Aunque no se mencione expresamente en la resolución administrativa impugnada, la principal causa denegatoria de la prestación de incapacidad permanente absoluta solicitada es que las lesiones que padece el actor tienen su origen en la infancia, y aunque el Tribunal Supremo ha declarado reiteradamente, que el sistema normativo de la Seguridad Social protege las situaciones de necesidad que se produzcan después de constituida la relación jurídica con la Seguridad Social, excluyéndose la protección cuando la enfermedad sea invalidante y anterior a la afiliación, pues de no ser así desaparecería el elemento de la aleatoriedad que se da en las contingencias protegidas, lo que excluye del sistema de protección de la Seguridad Social el riesgo preconstituído, esto es, el nacimiento de la situación de necesidad antes de la normalización del alta en la Seguridad Social, en el caso presente podemos apreciar una agravación significativa las lesiones infantiles que afectaban al recurrente, ya que las mismas le han permitido a sus 42 años una prolongada vida laboral de 16 años y 8 meses (hecho probado 1º), por lo que debemos estimar, como declara la sentencia de instancia que ha existido un empeoramiento trascendente de una enfermedad anterior, que justifica el reconocimiento de la prestación invalidante, que en atención a las graves dificultades a la movilidad debe calificarse como absoluta, al impedirle realizar trabajos sedentarios y livianos, por lo que debemos estimar el recurso de suplicación interpuesto y revocar la sentencia de instancia.
Fallo
Que debemos estimar y estimamos el recurso de suplicación interpuesto por D Juan Antonio contra la sentencia dictada el día 31 de octubre de 2.003 por el Juzgado de lo Social nº 3 de Córdoba , en el procedimiento seguido por la demanda interpuesta por D Juan Antonio contra el Instituto Nacional de la Seguridad Social, en reclamación de la prestación de incapacidad permanente absoluta y revocamos la sentencia reconociendo a D Juan Antonio la prestación de incapacidad permanente absoluta con derecho a una pensión ascendente al 100% de la base reguladora de 1.478,73 euros/mes, con los incrementos y revalorizaciones que corresponda y con efectos de 30 de enero de 2.003, condenando al Instituto Nacional de la Seguridad Social a estar y pasar por esta declaración y al abono de la prestación correspondiente.
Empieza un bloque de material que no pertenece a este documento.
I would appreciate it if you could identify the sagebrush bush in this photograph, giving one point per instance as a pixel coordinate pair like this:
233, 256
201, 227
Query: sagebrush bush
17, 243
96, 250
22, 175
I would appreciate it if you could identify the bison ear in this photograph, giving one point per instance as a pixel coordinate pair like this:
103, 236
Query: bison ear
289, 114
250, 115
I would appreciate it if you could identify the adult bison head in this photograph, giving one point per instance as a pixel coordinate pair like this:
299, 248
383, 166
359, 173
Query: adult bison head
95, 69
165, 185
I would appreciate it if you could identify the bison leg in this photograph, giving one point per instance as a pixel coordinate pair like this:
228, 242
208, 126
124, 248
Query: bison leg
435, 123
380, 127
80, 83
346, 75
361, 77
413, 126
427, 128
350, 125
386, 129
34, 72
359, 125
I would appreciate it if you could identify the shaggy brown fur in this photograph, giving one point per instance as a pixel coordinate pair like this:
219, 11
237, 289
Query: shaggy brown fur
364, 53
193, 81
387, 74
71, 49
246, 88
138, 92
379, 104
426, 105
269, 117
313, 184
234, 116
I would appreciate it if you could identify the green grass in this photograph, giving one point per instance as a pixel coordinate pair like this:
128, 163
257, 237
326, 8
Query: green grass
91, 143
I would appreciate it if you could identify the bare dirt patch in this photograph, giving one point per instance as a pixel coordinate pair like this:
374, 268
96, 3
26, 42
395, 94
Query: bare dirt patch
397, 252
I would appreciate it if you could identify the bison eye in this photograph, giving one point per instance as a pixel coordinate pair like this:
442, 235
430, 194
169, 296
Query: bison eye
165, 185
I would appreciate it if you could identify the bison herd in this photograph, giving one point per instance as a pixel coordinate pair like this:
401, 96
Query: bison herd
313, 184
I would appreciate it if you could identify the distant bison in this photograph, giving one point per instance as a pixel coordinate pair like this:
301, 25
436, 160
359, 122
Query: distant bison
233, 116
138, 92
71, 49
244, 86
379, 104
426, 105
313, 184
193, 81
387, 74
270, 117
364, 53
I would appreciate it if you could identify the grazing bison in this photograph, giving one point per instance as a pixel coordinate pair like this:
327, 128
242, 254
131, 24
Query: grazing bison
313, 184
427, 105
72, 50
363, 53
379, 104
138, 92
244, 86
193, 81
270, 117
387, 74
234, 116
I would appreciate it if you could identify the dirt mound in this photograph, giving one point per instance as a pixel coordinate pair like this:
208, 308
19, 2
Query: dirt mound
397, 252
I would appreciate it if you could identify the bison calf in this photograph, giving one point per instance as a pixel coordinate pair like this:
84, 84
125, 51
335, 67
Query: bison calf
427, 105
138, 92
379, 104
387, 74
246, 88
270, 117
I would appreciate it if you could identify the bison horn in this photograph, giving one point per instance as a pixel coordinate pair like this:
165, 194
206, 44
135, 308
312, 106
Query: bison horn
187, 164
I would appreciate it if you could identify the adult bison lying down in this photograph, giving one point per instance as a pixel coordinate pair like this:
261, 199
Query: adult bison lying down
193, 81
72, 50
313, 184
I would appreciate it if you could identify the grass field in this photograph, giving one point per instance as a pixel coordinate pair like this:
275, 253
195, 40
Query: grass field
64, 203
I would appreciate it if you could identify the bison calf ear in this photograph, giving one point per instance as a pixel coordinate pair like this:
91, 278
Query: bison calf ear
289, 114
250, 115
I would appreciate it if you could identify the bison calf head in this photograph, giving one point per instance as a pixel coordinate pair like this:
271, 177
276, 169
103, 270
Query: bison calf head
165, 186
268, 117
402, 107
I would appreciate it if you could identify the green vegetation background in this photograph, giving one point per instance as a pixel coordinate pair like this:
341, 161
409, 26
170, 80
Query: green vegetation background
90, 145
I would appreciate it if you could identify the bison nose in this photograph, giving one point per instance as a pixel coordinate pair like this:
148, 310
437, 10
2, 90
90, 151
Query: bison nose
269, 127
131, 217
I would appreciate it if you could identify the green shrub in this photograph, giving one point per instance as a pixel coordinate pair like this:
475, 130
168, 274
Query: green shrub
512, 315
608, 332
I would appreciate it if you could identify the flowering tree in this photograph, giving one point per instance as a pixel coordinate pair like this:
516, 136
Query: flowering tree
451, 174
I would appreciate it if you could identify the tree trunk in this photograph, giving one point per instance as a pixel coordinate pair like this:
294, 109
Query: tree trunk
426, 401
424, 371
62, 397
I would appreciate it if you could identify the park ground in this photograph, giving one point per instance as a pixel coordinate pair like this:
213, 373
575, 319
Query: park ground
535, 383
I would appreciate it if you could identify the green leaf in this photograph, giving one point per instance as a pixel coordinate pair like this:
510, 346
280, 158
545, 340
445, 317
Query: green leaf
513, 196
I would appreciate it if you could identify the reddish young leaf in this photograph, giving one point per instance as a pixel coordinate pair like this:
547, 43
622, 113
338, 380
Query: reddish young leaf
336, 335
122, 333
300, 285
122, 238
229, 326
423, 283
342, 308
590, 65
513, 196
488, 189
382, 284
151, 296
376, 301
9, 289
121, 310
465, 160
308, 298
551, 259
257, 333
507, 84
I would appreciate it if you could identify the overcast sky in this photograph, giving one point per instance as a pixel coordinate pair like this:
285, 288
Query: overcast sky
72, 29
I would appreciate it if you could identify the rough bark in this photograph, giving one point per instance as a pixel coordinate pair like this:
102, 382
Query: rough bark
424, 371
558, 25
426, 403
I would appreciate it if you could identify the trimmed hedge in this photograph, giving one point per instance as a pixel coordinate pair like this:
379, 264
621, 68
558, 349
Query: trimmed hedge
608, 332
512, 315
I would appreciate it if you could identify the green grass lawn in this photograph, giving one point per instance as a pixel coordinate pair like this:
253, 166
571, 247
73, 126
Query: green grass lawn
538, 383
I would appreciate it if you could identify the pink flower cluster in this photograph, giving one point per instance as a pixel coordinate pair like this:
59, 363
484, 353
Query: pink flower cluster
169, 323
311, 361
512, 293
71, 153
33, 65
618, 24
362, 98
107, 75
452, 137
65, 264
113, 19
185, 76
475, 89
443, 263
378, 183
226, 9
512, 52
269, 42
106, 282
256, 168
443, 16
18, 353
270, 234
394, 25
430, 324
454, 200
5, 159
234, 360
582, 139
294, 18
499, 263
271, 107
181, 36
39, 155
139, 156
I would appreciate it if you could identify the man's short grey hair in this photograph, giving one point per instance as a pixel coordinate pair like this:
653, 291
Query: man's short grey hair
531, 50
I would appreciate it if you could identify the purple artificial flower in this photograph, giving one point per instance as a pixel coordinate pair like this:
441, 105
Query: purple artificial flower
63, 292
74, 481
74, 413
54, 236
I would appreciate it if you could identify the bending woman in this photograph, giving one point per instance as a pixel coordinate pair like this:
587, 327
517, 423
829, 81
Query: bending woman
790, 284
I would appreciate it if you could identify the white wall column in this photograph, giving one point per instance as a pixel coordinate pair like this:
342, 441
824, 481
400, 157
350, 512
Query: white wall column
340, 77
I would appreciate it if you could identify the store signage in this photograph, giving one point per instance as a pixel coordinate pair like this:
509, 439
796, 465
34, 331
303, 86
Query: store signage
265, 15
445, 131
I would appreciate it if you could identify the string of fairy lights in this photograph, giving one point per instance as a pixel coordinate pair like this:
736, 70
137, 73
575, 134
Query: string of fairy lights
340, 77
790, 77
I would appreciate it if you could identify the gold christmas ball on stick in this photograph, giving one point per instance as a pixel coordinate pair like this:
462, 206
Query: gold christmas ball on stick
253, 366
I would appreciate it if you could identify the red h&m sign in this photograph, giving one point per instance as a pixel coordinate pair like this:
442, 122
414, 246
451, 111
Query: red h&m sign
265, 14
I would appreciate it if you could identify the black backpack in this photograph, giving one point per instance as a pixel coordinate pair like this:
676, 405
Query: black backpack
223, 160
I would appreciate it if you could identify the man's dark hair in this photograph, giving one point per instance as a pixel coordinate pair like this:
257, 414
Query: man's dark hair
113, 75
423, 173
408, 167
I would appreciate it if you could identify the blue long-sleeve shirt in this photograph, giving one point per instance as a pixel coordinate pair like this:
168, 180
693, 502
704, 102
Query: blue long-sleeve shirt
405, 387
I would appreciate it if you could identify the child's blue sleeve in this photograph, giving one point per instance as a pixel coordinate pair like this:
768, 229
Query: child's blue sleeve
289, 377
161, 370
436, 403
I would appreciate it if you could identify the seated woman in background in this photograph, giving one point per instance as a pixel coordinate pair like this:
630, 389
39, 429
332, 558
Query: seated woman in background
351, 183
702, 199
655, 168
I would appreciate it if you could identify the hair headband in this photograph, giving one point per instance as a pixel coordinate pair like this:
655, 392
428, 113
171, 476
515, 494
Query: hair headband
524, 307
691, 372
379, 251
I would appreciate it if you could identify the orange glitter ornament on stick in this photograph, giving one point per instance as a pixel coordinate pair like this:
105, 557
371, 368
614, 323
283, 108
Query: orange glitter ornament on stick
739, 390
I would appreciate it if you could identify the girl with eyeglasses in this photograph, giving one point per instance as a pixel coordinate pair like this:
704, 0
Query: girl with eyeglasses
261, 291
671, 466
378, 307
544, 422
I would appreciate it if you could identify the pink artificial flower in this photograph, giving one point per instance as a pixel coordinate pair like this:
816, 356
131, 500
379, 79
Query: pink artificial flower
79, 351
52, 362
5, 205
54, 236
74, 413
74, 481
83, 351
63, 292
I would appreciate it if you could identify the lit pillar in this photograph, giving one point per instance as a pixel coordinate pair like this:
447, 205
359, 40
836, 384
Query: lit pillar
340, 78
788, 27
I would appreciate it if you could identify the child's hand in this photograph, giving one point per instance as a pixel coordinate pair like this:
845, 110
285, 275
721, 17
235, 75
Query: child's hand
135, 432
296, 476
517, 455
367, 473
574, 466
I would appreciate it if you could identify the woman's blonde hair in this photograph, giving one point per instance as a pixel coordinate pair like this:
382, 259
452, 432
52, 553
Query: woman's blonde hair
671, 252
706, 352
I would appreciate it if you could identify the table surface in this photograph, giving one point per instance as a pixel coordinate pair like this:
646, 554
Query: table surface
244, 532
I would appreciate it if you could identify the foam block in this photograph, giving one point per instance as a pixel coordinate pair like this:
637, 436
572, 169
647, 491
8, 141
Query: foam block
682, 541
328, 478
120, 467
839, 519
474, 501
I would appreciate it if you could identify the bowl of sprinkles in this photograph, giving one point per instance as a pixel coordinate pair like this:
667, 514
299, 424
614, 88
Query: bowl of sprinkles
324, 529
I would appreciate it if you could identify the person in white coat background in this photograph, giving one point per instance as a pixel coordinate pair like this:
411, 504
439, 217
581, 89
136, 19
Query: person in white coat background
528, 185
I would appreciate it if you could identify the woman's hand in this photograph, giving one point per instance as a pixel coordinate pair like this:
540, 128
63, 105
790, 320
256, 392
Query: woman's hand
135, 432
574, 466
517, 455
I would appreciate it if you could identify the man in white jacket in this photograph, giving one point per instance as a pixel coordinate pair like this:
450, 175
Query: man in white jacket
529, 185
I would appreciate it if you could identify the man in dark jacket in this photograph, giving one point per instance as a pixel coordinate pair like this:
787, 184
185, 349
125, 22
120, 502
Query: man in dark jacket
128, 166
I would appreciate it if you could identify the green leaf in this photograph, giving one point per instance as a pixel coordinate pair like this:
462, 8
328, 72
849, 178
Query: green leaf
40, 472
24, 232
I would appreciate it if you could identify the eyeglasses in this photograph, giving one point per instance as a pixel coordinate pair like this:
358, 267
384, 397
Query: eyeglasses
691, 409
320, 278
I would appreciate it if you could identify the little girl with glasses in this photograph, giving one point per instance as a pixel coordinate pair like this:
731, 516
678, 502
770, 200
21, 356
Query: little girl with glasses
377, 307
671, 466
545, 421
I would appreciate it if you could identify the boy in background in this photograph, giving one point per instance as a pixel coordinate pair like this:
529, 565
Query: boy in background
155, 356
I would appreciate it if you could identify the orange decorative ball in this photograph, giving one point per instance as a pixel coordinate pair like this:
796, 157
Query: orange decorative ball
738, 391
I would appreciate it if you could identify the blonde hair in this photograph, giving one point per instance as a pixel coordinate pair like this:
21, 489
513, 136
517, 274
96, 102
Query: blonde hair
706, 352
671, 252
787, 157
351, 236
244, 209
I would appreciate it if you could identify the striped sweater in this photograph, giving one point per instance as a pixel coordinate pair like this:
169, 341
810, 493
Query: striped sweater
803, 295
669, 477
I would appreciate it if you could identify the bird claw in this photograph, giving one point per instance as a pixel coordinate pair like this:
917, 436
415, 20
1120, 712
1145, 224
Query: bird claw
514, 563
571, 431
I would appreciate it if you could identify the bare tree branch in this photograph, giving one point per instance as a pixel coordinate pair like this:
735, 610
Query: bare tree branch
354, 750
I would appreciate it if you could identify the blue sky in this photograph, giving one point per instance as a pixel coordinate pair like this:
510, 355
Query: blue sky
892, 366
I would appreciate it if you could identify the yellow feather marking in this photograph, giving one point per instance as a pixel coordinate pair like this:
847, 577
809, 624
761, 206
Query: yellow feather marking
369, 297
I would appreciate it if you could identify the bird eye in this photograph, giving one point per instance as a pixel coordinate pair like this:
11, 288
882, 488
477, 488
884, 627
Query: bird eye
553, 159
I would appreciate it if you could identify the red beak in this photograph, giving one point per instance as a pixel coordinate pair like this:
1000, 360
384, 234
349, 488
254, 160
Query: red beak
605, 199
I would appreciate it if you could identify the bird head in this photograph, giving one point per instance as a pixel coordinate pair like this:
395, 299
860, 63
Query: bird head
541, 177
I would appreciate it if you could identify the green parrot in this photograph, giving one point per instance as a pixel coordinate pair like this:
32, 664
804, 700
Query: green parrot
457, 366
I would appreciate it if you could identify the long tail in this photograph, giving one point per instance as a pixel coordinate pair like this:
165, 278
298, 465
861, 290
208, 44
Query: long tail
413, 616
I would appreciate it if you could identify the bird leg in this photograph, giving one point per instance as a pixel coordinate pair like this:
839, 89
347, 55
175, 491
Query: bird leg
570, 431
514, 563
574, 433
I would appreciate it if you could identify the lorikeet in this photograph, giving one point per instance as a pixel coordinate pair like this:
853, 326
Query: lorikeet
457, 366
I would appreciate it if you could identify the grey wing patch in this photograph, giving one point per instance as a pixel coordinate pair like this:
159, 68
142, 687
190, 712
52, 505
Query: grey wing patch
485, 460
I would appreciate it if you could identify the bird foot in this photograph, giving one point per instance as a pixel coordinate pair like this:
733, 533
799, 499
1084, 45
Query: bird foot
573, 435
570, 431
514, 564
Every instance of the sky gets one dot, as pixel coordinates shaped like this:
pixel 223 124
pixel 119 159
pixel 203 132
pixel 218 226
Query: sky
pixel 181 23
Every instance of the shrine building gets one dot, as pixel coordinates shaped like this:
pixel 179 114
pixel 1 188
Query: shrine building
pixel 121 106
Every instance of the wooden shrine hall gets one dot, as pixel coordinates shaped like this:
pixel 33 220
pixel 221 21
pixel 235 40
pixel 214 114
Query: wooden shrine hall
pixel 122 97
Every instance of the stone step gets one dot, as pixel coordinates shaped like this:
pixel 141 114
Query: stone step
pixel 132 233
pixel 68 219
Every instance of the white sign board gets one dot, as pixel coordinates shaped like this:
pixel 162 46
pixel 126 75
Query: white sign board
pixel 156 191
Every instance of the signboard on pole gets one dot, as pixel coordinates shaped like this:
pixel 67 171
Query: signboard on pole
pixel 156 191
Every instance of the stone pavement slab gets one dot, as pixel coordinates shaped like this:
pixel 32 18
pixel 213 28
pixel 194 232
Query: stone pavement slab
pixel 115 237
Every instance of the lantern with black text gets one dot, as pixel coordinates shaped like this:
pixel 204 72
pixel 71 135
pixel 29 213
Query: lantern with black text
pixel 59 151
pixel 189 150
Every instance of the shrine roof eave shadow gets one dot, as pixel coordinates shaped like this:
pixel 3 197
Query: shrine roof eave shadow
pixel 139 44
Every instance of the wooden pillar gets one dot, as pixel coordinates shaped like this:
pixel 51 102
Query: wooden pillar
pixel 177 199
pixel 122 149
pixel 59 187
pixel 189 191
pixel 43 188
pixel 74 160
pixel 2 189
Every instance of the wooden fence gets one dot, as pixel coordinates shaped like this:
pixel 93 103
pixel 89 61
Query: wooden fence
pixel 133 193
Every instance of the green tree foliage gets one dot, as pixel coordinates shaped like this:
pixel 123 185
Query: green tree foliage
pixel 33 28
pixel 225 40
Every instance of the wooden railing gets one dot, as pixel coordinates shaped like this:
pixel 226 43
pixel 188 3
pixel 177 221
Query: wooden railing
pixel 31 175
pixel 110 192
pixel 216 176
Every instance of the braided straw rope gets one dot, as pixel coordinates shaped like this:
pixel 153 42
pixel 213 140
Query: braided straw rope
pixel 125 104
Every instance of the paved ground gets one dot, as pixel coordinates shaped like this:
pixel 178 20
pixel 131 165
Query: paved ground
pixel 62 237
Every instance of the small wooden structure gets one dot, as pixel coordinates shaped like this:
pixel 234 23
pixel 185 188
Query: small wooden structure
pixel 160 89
Notifíquese a las partes y al Ministerio Fiscal la Sentencia dictada, con la advertencia que contra la misma, puede interponerse Recurso de Casación para la unificación de doctrina ante la Sala de lo Social del Tribunal Supremo, anunciándolo a través de esta Sala por escrito, dentro de los diez días hábiles siguientes a su notificación, debiendo el Instituto Nacional de la Seguridad Social si recurre aportar certificación acreditativa de que comienza el abono de la prestación de pago periódico y que lo proseguirá puntualmente durante la tramitación del recurso, bajo apercibimiento que de no hacerlo así se pondrá fin al trámite de recurso.
Únase el original de esta sentencia al libro de su razón, una certificación de la misma al presente rollo, que se archivará en esta Sala y firme que sea esta resolución, por transcurso del término indicado sin prepararse el recurso, devuélvanse los autos al Juzgado de lo Social de procedencia con certificación de la misma, diligencia de su firmeza y, en su caso, certificación o testimonio de la posterior resolución que recaiga.
Así, por nuestra Sentencia, definitivamente juzgando, lo pronunciamos, mandamos y firmamos.